Yoshi Oïda est né en 1933 à Kōbe et est formé en philosophie et au théâtre japonais. Il est metteur en scène, écrivain et acteur et avait laissé derrière lui ses expériences de théâtre nô au Japon et suivi Peter Brook 40 ans durant, dans ses recherches expérimentales théâtrales ainsi que ses innovations, performances et créations scéniques notamment dans son Théâtre des Bouffes du Nord. Lors d’une croisée de chemins à Paris, Yoshi Oïda avait partagé ses idées sur le théâtre et la vie, avant que Peter Brook ne déserte… Des mots intemporels qui resteront. 

" Je l’ai rencontré en mai 1968. Je fus son disciple depuis. Il est parti sans moi. Je n’ai plus l’énergie de continuer à travailler. Je veux juste suivre maintenant. " Ces mots sont ceux que Yoshi Oïda partage sur les réseaux sociaux, après le décès de Peter Brook, le metteur en scène britannique installé en France depuis 1974 et récemment décédé à 97 ans, visionnaire, géant du théâtre et dompteur de " L’espace vide ".

Yoshi Oïda entre au CIRT, Centre International de Recherche Théâtrale, fondé par Peter Brook et participe à ses spectacles renommés au Théâtre des Bouffes-du-Nord. Il joue aussi au cinéma pour Peter Greenaway et Martin Scorsese… Il met en scène théâtre, danse et opéras. Lui-même auteur inspirant et philosophe, il écrit trois livres autobiographiques portant théoriques et guides de l’acteur ; L’acteur Flottant, L’acteur Rusé et l’acteur Invisible. Comme le décrit Peter Brook, " Il montre que les mystères et les secrets du jeu de l’acteur sont inséparables d’une science très précise, concrète et détaillée, acquise dans le feu de l’expérience. "Il participe à des conférences et ateliers et joue dans du théâtre contemporain comme Sleeping, un spectacle onirique basée sur une réécriture du roman Les belles endormies de Yasunari Kawabata et mise en scène par Serge Nicolaï au Théâtre du Montfort dans lequel il tient le rôle principal, s’adonnant à une expérience onirique contemporaine imprégnée de l’art japonais, celui des masques, du Nô et du Kabuki.

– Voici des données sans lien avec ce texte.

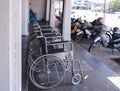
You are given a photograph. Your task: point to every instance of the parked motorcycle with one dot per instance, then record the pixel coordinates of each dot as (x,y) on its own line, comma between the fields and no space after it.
(108,39)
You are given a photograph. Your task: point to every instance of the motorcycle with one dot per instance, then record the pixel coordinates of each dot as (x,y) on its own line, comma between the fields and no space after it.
(108,39)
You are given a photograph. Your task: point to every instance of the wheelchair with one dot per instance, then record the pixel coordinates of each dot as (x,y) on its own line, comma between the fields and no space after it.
(51,59)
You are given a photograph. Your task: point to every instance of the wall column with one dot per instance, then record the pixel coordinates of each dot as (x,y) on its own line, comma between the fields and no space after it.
(52,13)
(25,16)
(67,20)
(47,10)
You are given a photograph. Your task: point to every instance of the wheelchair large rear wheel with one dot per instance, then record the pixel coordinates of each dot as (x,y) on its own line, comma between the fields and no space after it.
(50,71)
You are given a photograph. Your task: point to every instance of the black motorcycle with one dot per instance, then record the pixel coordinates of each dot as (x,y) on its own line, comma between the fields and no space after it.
(108,39)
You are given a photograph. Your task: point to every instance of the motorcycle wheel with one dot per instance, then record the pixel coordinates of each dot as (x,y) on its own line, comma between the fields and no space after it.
(93,45)
(78,38)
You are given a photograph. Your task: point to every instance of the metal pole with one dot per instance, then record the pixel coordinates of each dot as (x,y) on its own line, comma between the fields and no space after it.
(104,10)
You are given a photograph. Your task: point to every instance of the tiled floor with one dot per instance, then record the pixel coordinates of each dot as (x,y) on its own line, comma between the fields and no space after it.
(95,70)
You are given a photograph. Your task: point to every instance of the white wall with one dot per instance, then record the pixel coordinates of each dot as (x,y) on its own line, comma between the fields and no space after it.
(25,16)
(4,46)
(39,7)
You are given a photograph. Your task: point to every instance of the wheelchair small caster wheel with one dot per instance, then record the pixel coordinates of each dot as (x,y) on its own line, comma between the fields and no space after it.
(76,79)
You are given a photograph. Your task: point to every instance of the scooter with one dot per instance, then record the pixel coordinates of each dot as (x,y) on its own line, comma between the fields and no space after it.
(109,39)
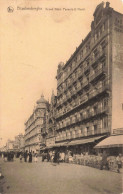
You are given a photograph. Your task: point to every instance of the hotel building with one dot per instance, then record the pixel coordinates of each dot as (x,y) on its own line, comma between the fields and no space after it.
(51,125)
(89,85)
(36,127)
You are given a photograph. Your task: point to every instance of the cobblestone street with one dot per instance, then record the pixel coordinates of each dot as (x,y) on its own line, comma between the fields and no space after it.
(47,178)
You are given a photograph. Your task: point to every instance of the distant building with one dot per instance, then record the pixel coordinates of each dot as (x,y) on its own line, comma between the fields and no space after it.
(10,145)
(90,84)
(35,127)
(17,144)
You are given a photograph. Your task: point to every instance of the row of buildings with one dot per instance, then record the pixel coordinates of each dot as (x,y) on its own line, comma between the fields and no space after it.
(16,145)
(89,100)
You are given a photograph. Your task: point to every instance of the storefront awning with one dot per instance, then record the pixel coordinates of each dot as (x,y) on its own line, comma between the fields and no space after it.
(61,144)
(85,141)
(111,142)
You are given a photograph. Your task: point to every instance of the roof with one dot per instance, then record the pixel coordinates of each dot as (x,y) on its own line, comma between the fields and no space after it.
(111,142)
(85,141)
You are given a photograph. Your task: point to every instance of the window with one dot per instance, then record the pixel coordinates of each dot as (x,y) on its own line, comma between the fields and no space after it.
(105,103)
(95,129)
(105,122)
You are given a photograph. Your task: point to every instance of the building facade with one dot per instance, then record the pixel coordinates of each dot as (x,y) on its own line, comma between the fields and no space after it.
(50,138)
(36,127)
(89,96)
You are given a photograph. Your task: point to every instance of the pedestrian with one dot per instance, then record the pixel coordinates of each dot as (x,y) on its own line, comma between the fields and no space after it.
(104,161)
(119,162)
(36,158)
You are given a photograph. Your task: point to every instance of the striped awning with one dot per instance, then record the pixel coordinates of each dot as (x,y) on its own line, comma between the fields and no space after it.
(85,141)
(111,142)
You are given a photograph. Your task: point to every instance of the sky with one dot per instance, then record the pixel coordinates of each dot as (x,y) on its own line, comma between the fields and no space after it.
(32,43)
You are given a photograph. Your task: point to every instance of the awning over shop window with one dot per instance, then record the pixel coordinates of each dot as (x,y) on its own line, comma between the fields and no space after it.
(111,142)
(61,144)
(85,141)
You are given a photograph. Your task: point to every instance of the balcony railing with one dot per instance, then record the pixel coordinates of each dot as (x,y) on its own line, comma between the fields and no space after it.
(96,74)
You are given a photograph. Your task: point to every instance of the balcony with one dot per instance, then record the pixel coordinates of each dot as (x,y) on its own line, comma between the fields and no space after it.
(86,68)
(97,74)
(84,99)
(92,94)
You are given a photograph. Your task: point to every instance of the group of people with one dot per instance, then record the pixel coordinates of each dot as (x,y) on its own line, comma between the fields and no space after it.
(8,156)
(28,157)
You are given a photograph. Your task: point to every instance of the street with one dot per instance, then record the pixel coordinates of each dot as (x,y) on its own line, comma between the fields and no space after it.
(48,178)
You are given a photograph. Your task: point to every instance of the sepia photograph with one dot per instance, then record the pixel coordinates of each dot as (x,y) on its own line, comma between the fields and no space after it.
(61,97)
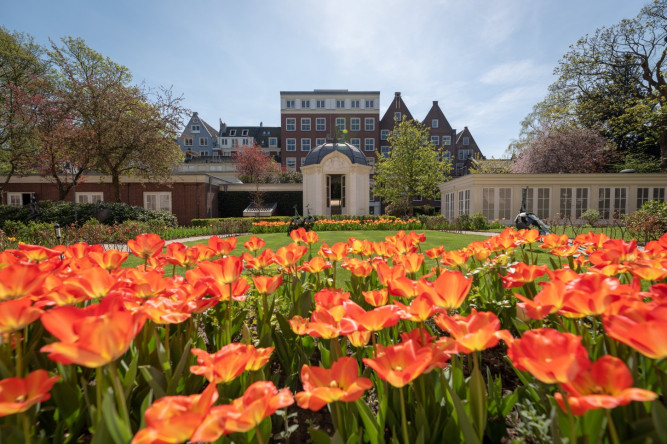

À l’issue de cette pièce, Yoshi Oïda atteste qu’il n’existe pas de limites entre les civilisations… ni entre la vie et la scène. Le théâtre non plus ne connaît pas de frontières et tout revient à une seule et même expérience : être Humain.

Interview express avec Yoshi Oida

Où est la limite entre le théâtre et la vie ?

Autrefois toute ma vie était théâtre. Je vivais pour le théâtre. Actuellement, le théâtre m’apprend à vivre quotidiennement. C’est une étude de la vie.

Vous avez longtemps fait du théâtre avec Peter Brook et joué au cinéma avec Peter Greenaway et Michael Scorsese. Y a-t-il une différence pour vous entre un acteur de théâtre et un acteur de cinéma ?

Au théâtre on cherche à expliquer qu’est-ce que l’être humain, quelle est sa beauté. Le cinéma relève aussi le même but ; une recherche perpétuelle sur l’humain. Pour moi, il n’y a pas de différence.

Ayant écrit des livres de témoignages sur la philosophie du théâtre (L’Acteur Flottant, L’Acteur Rusé, L’Acteur Invisible), comment décrivez-vous votre expérience de comédien sur scène ?

J’étais comédien durant 70 ans et ai gagné de l’expérience au théâtre. J’ai mis sur papier, tout mon ressenti et mon vécu, comme un documentaire. Mon expérience est écrite pour guider les comédiens des jeunes générations. Au théâtre, on ne s’arrête pas, on apprend toujours…

Quelles sont vos réflexions sur la vie, l’être humain ?

L’être humain est très mystérieux. Je ne saurais ni l’imaginer, ni le comprendre, ni le définir. Mais je suis sûr d’une chose ; être humain c’est formidable.

Quel est votre rapport à la vie ?

Je ne pense pas au passé, c’est fini. Le futur, on ne le connaît jamais. La vie c’est maintenant, c’est ce que l’on fait à cet instant précis, au présent. Il y va de même pour le théâtre. Le théâtre c’est le maintenant.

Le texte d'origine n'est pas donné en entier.